Dobrak Pasar Ekspor, Kemenperin Fasilitasi Sertifikasi HACCP untuk Pelaku IKM Pangan
JAKARTA - Kementerian Perindustrian (Kemenperin) melalui Direktorat Jenderal Industri Kecil, Menengah dan Aneka (IKMA) menggelar fasilitas pendampingan penerapan dan sertifikasi Hazard Analysis Critical Control Point (HACCP) bagi Industri Kecil Menengah (IKM) pangan untuk mampu mendobrak pasar ekspor.
"Kami menggelar fasilitasi pendampingan penerapan dan sertifikasi Hazard Analysis Critical Control Point (HACCP) bagi IKM pangan, agar dapat membantu IKM memenuhi salah satu persyaratan ekspor, sehingga para pelaku IKM pangan akan lebih percaya diri untuk memperluas pasarnya," kata Direktur Jenderal Industri Kecil, Menengah dan Aneka (IKMA) Kemenperin Reni Yanita di Jakarta, Senin, 13 Februari.
Menurut Reni, standar keamanan, mutu, dan gizi pangan ini perlu dijalankan oleh para pelaku IKM pangan agar produk pangan yang dihasilkan dapat dipasarkan sesuai dengan kualitas yang dibutuhkan pembeli, tidak hanya untuk konsumen domestik, tetapi juga pasar ekspor.

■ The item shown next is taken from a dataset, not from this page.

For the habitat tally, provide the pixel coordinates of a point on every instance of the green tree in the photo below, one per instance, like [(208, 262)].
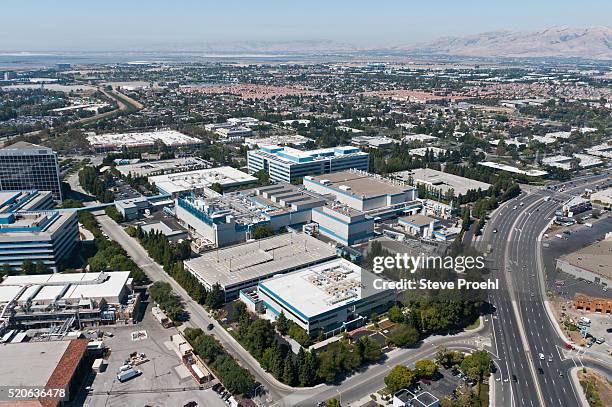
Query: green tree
[(404, 335), (40, 267), (395, 314), (369, 349), (281, 324), (263, 178), (426, 368), (261, 232), (477, 365), (305, 367), (27, 266), (217, 187), (215, 298), (288, 371), (333, 402), (400, 377), (7, 270)]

Reni menilai, masih banyak IKM pangan yang belum memenuhi persyaratan standar sanitasi produksi di seluruh kegiatan rantai produksi pangan, baik berupa Good Manufacturing Practices (GMP), Cara Produksi Pangan Olahan yang Baik (CPPOB), dan HACCP yang merupakan Standar Internasional untuk Sistem Keamanan Pangan.
"Hal ini terlihat dari bangunan dan sarana produksi yang kurang menunjang, sanitasi dan higienitas karyawan yang kurang, mesin peralatan yang kurang sesuai dengan persyaratan, pengawasan produksi yang kurang baik, serta spesifikasi produk akhir yang tidak konsisten," ujarnya.

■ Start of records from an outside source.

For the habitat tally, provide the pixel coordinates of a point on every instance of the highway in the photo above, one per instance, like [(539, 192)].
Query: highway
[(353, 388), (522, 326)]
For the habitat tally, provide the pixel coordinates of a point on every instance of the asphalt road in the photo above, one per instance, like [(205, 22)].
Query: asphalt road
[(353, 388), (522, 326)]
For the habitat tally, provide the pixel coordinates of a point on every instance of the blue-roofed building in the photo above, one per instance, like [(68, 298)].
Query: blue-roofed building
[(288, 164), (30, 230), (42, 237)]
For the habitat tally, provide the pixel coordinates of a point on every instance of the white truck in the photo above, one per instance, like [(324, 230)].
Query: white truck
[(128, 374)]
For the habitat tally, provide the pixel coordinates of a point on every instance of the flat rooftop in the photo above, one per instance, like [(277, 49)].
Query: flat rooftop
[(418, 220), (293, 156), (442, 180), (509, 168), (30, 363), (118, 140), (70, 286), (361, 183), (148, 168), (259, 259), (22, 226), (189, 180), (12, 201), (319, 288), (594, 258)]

Sebagai salah satu kebutuhan pokok manusia, kata Reni, keamanan pangan menjadi persyaratan wajib bagi produsen pangan. "Bahkan, IKM pangan yang meliputi produsen makanan dan minuman memiliki porsi paling besar pada jumlah sektor IKM secara keseluruhan, yakni sebanyak 1,68 juta unit usaha atau 38,72 persen dari total unit usaha IKM di Indonesia," jelasnya.
Reni mengemukakan, berdasarkan Peraturan Pemerintah Nomor 86 Tahun 2019 tentang Keamanan, Mutu dan Gizi Pangan, setiap orang yang bertanggung jawab dalam penyelenggaraan kegiatan rantai pangan yang meliputi produksi, penyimpanan, pengangkutan, dan peredaran pangan, wajib memenuhi persyaratan sanitasi sesuai ketentuan peraturan perundang-undangan yang berlaku.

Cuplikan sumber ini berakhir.